Class of Agent | Agent | Dose* |
---|---|---|
Broad-spectrum antibiotic agents† | Piperacillin/tazobactam | 3.375 g IV q 6 h |
Meropenem | 0.5-1 g IV q 8 h | |
Imipenem/cilastatin | 0.5-1 g IV q 6-8 h | |
Gram-positive agents‡ | Vancomycin | 1-1.5 g IV q 12-24 h |
Daptomycin§ | 4-6 mg/kg IV daily | |
Quinupristin/dalfopristin | 7.5 mg/kg IV q 8 h | |
Linezolid | 600 mg IV q 12 h | |
Tigecycline|| | 100 mg IV load, 50 mg IV q 12 h | |
Antifungal agents | Voriconazole | 6 mg/kg IV q 12 h × 2, then 4 mg/kg IV q 12 h |
Posaconazole | Oral only: 200 mg 3-4 times daily | |
Caspofungin | 70 mg load, 50 mg IV daily | |
Anidulafungin | 200 mg load, 100 mg IV daily | |
Liposomal amphotericin B | 3-10 mg/kg IV daily | |
Antiviral agents¶ | Ganciclovir | 2.5-5 mg/kg IV q 12 h |
Foscarnet | 90 mg/kg IV q 12 h |
* Please note that doses given do not account for renal or hepatic insufficiency common in critically ill patients. Prior to choosing an empirical antibiotic regimen, the clinician should carefully consider the patient scenario and medication side effects related to the specific patient.

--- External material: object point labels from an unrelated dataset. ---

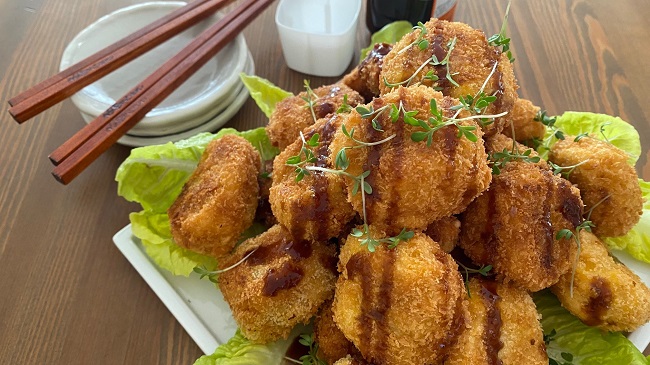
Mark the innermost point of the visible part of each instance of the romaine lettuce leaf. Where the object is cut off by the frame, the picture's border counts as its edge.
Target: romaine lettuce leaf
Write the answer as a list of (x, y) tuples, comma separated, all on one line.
[(265, 94), (637, 241), (601, 126), (390, 33), (586, 345), (240, 351), (154, 176), (153, 230)]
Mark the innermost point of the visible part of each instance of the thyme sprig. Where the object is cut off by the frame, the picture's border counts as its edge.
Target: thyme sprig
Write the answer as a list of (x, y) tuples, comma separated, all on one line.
[(420, 41), (500, 39), (431, 61), (310, 99), (438, 121), (586, 225), (304, 157)]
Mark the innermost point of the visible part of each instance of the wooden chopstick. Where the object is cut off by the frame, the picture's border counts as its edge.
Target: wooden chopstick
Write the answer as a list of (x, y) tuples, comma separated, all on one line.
[(176, 71), (95, 126), (64, 84)]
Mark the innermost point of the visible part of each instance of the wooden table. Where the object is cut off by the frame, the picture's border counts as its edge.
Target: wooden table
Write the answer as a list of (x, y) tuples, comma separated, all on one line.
[(67, 295)]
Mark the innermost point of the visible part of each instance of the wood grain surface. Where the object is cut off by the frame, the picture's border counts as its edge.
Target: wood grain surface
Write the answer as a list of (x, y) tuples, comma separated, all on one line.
[(67, 296)]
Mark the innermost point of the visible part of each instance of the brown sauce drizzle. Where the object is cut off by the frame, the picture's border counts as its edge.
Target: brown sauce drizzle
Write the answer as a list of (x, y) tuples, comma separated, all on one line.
[(547, 237), (286, 276), (296, 249), (598, 305), (375, 302), (492, 335)]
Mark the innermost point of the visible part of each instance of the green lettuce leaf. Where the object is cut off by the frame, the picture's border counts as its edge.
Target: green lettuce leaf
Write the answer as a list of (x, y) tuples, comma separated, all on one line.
[(153, 230), (637, 241), (587, 345), (601, 126), (390, 33), (265, 94), (154, 176), (240, 351)]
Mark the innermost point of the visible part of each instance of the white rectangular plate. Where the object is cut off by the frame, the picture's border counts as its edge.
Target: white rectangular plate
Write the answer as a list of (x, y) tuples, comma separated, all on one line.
[(200, 308)]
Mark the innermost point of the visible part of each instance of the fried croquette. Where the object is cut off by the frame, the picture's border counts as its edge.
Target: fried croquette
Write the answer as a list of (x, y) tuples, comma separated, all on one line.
[(332, 343), (402, 305), (513, 226), (413, 183), (365, 77), (605, 293), (503, 327), (521, 121), (608, 185), (293, 114), (445, 232), (282, 283), (466, 61), (316, 207), (218, 202), (500, 143)]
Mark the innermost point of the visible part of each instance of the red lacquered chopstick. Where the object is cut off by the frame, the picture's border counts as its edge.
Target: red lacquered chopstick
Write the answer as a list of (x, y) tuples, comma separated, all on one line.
[(175, 71), (90, 129), (64, 84)]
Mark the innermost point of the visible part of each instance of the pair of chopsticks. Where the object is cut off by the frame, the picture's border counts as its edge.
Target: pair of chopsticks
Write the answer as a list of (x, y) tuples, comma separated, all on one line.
[(77, 153)]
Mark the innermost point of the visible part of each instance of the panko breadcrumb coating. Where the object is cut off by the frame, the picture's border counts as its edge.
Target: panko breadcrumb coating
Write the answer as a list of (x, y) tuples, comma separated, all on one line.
[(412, 184), (522, 120), (608, 185), (470, 64), (218, 202), (282, 284), (503, 328), (399, 306), (513, 226), (365, 77), (316, 207), (606, 293), (293, 114), (445, 232), (332, 343)]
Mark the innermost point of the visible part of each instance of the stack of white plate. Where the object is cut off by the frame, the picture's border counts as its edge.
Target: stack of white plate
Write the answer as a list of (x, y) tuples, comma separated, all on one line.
[(203, 103)]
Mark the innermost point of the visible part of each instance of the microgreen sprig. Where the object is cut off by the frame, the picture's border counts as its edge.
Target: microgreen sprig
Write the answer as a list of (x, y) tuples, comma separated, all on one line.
[(310, 99), (304, 157), (586, 225), (431, 61), (500, 39)]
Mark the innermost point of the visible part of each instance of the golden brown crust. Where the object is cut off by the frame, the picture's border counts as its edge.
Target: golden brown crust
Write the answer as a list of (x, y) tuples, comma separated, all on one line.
[(365, 77), (605, 293), (399, 306), (522, 120), (470, 62), (445, 232), (513, 226), (316, 207), (293, 114), (219, 200), (413, 184), (332, 343), (503, 325), (607, 183), (281, 284)]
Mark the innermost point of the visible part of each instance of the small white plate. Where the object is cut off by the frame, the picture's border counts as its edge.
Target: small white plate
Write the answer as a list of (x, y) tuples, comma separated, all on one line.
[(189, 105), (235, 101), (200, 308)]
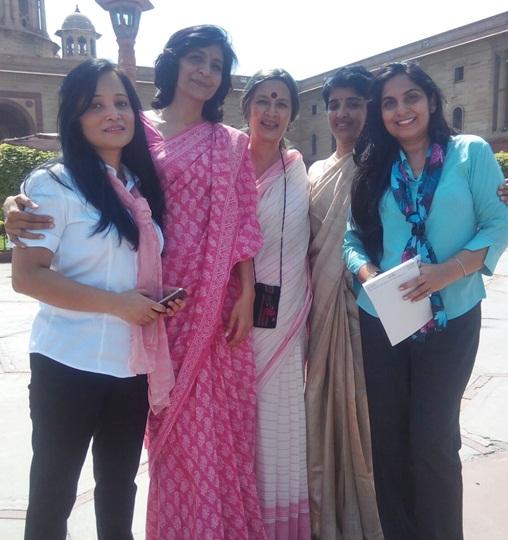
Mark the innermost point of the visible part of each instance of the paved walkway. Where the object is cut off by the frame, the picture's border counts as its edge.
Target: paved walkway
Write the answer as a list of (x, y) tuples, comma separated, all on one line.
[(484, 425)]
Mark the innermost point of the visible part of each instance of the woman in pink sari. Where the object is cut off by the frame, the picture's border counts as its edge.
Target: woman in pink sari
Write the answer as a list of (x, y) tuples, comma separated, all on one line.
[(202, 446), (269, 103)]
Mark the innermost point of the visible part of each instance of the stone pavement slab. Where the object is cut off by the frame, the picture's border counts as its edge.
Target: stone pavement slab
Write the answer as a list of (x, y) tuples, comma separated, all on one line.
[(483, 420)]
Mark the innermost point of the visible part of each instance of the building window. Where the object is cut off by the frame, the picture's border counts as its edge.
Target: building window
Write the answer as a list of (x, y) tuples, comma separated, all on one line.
[(69, 46), (458, 119), (82, 46), (24, 13)]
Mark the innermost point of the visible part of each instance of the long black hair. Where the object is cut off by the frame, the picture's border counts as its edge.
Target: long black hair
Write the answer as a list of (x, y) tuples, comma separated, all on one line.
[(167, 66), (87, 168), (376, 150)]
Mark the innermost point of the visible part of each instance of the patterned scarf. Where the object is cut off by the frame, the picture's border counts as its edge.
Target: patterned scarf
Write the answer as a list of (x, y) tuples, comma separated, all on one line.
[(416, 212)]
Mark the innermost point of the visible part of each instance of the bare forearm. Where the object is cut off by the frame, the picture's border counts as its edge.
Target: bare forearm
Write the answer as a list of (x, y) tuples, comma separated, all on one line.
[(470, 261), (246, 275), (55, 289)]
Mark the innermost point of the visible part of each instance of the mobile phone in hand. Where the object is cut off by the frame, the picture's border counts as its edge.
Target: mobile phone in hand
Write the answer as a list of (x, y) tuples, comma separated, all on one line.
[(177, 294)]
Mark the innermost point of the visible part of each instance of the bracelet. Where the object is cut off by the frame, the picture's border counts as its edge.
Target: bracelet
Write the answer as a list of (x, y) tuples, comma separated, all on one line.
[(374, 274), (459, 262)]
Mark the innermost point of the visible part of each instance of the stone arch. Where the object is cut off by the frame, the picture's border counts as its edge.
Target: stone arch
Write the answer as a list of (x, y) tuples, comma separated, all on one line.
[(69, 46), (14, 120), (82, 46)]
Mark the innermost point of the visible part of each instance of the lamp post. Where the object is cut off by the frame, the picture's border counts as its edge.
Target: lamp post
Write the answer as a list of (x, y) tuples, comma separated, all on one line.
[(125, 16)]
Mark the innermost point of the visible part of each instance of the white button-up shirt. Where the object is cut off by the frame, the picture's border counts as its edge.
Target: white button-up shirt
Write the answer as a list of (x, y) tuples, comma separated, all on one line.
[(95, 342)]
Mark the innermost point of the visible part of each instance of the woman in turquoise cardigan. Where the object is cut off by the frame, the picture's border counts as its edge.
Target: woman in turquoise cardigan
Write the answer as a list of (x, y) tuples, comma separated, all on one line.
[(421, 190)]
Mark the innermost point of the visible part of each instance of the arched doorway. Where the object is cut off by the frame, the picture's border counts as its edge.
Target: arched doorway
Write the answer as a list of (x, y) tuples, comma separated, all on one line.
[(14, 121)]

† Rather than a single agent, combination agents covering both gram-negative organisms and anaerobes may be chosen (e.g., fluoroquinolone plus clindamycin or metronidazole). For cases with a strong suspicion for Pseudomonas aeruginosa infection, additional Pseudomonas coverage should be added (e.g., fluoroquinolone or aminoglycoside).
‡ When vancomycin-resistant Enterococcus faecium infection is suspected, one of the latter 4 choices should be employed.
§ Daptomycin is not indicated for treatment of pneumonia (package insert).
|| Tigecycline is not indicated for treatment of hospital-acquired pneumonia (package insert).
¶ Antiviral agents directed toward herpesvirus family (most commonly CMV). Adjust for other viruses.